Carriageworks is therefore a highly sympathetic setting for Dumy Moyi, a piece of elusive meaning but richly perfumed. Chaignaud appears in fantastical garments, if such a prosaic word can be attached to the feathered, fringed, sequined, beaded, woven and hooped array of decorations he wears around the near-naked body we can see quite clearly. His eyes are heavily laden with glitter and his fingernails long, drawing attention to his gaze and the fluid quality of his hand movements.

The adornments catch the light as Chaignaud prowls, poses and crouches and jumps, creating a mini aurora borealis around his body. As he moves he sings songs in original languages from Ukraine, Russia, Spain and England using a variety of voices. The response of the viewer – there are only 40 spaces for each performance – will inevitably be entirely personal. Chaignaud may be seen as paying homage to ancient indigenous ceremonies, or as a visitor from another planet, or a particularly inventive drag queen or all these things and more simultaneously.
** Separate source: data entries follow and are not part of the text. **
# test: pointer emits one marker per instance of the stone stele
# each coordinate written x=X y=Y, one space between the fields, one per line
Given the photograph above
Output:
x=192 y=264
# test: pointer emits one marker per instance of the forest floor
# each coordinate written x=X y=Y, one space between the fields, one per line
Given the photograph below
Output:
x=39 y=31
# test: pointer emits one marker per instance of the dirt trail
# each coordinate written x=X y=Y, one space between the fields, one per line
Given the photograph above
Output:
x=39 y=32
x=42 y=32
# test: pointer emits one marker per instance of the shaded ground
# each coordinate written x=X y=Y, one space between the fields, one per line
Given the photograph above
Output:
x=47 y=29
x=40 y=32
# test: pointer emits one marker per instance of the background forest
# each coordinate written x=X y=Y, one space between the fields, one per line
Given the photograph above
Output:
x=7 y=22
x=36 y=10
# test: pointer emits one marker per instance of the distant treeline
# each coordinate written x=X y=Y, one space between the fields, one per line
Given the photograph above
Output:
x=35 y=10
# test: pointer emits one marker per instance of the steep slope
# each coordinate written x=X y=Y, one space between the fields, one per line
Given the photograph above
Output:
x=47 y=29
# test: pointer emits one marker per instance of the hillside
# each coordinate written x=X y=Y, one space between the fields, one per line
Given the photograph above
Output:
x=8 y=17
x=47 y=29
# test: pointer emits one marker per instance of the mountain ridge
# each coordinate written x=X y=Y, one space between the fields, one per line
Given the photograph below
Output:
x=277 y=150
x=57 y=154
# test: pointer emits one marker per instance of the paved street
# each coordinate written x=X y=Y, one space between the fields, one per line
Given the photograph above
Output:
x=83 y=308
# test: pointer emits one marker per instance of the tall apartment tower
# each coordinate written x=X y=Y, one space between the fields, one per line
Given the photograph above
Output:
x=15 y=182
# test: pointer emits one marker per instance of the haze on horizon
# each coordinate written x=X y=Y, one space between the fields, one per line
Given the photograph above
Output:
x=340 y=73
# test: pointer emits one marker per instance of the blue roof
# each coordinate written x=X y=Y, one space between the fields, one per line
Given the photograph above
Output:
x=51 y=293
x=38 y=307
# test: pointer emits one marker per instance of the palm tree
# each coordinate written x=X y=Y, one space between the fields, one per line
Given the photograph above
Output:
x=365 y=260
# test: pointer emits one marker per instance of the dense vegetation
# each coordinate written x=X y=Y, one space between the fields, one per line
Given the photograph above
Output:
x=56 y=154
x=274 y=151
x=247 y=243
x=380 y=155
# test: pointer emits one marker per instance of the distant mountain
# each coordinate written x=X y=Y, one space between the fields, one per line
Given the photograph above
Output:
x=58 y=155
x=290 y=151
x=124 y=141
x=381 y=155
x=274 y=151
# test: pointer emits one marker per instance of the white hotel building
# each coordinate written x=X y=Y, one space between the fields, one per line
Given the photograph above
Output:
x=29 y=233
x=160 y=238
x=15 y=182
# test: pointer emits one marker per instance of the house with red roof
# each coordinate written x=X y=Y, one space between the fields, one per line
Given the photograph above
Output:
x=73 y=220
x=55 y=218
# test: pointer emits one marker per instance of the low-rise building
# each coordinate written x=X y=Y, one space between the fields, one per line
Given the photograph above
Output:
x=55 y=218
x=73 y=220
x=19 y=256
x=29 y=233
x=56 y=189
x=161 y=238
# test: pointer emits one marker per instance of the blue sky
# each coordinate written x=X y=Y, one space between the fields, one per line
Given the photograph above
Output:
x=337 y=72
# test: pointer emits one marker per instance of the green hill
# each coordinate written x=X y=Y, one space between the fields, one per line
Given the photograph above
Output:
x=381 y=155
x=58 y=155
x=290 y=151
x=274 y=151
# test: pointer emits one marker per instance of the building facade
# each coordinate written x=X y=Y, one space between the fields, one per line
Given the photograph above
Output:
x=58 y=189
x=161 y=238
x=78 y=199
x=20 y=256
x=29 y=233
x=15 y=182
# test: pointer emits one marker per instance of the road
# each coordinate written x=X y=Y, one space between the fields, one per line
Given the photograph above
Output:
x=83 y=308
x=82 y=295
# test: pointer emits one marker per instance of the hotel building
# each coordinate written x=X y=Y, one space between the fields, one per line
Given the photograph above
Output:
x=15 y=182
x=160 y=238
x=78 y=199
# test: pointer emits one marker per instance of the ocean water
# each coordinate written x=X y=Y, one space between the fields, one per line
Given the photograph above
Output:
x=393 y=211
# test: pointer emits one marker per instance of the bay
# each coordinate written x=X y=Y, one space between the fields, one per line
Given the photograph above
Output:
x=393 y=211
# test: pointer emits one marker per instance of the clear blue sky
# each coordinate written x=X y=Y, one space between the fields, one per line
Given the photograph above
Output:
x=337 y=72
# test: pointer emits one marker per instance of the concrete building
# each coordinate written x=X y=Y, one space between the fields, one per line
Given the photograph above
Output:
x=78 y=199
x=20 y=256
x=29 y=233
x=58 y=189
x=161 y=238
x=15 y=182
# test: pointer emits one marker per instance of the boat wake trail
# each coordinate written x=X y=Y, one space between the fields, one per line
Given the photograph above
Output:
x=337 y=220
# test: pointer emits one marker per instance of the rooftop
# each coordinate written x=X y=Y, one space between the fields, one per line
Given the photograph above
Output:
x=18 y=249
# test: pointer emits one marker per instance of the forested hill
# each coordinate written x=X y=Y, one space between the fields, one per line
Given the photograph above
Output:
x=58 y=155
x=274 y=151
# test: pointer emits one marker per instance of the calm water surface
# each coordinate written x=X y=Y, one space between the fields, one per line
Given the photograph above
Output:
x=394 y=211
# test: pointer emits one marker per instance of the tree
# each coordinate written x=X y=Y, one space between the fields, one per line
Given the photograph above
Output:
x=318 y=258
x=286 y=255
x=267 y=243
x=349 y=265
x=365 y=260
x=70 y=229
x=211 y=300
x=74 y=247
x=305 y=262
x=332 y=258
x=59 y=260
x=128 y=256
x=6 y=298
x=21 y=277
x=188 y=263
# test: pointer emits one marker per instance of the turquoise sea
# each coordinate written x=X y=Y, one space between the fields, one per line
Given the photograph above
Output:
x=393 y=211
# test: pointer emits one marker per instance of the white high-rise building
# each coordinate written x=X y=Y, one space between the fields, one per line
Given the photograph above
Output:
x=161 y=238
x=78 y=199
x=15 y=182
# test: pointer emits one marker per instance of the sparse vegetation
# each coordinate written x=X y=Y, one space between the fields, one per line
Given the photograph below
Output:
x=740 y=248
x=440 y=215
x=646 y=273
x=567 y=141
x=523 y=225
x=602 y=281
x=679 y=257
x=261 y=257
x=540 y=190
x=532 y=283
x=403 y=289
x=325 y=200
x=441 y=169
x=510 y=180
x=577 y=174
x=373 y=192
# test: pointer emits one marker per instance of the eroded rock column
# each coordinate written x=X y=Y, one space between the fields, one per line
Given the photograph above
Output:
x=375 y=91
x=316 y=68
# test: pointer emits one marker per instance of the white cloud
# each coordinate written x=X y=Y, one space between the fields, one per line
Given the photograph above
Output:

I loved the extravagance of the layers of costume he wears and discards, making his body more visible and more vulnerable. We all wear costumes to present an image to the world, one which may or may not be accurate. Dumy Moyi, by the way, is translated as “my thoughts”.

The next evening I was lucky enough to be invited to artist Ken Unsworth’s Sydney studio for his annual collaboration with Australian Dance Artists, a collective of mature dancers. They also work outside the mainstream and give performances that live long in the memory. I’ve written about them before here. The short story is this (I crib from myself): “Australian Dance Artists was founded by Norman Hall, who collaborates on choreography with the four current ADA dancers – former London Contemporary Dance Theatre artists Anca Frankenhaeuser and Patrick Harding-Irmer and Sydney Dance Company alumni Susan Barling and Ross Philip. Their collective experience is immense, but would be of academic interest if they were not, all of them, still exceptionally potent performers.”

Anca Frankenhaeuser, left, with Australian Dance Artists. Photo: Regis Lansac
Anca Frankenhaeuser, left, with Australian Dance Artists. Photo: Regis Lansac

This year’s work is Departures, a piece that ruminates on time, love and death. Unsworth has again commissioned composer Jonathan Cooper to write a score (and it is a keeper), it is played live by members of the Australian Piano Quartet and augmented with harp and a second violin, the performance also features two singers, and there is a set containing many sculptural wonders. They include two huge structures, one with a central moving spiral staircase, that the dancers move around, within and up. Departures also has a startling coup de théâtre that involves Unsworth painting on a big paper screen, and it begins with moving spheres that evoke the skies and the passing of the ages.

So, a big production for a small space. Unsworth seems to allow himself few limits. At one point Frankenhaeuser delicately traverses a vertiginous slope (and it is really steep) while others pop their heads through little doors. The surreal is never far away. Imagine, if you will, Clive Birch singing (Unsworth is the librettist for a long and very lovely song) for what seems like five minutes or more while suspended upside down, and the other singer, young Rioghnach Wegrecka, radiant as she steps from one brilliantly coloured chair to another.

The piece starts with the dancers pummelling and manhandling Unsworth – he really doesn’t spare himself – in a emphatic and rather pragmatic image of the artist being tossed away. But the final image is, typically, one of transcendence.

It’s actually rather unkind to keep going on about it. Departures can be seen by invitation only. But it’s a salutary reminder that dance doesn’t belong only to the young and of Unsworth’s extraordinary generosity of spirit and imagination.

Dumy Moyi, Carriageworks, has performances today, October 2, at 6.30pm, 8.30pm and 10.30pm and tomorrow at 4.30pm, 6.30pm, 8.30pm and 10.30pm.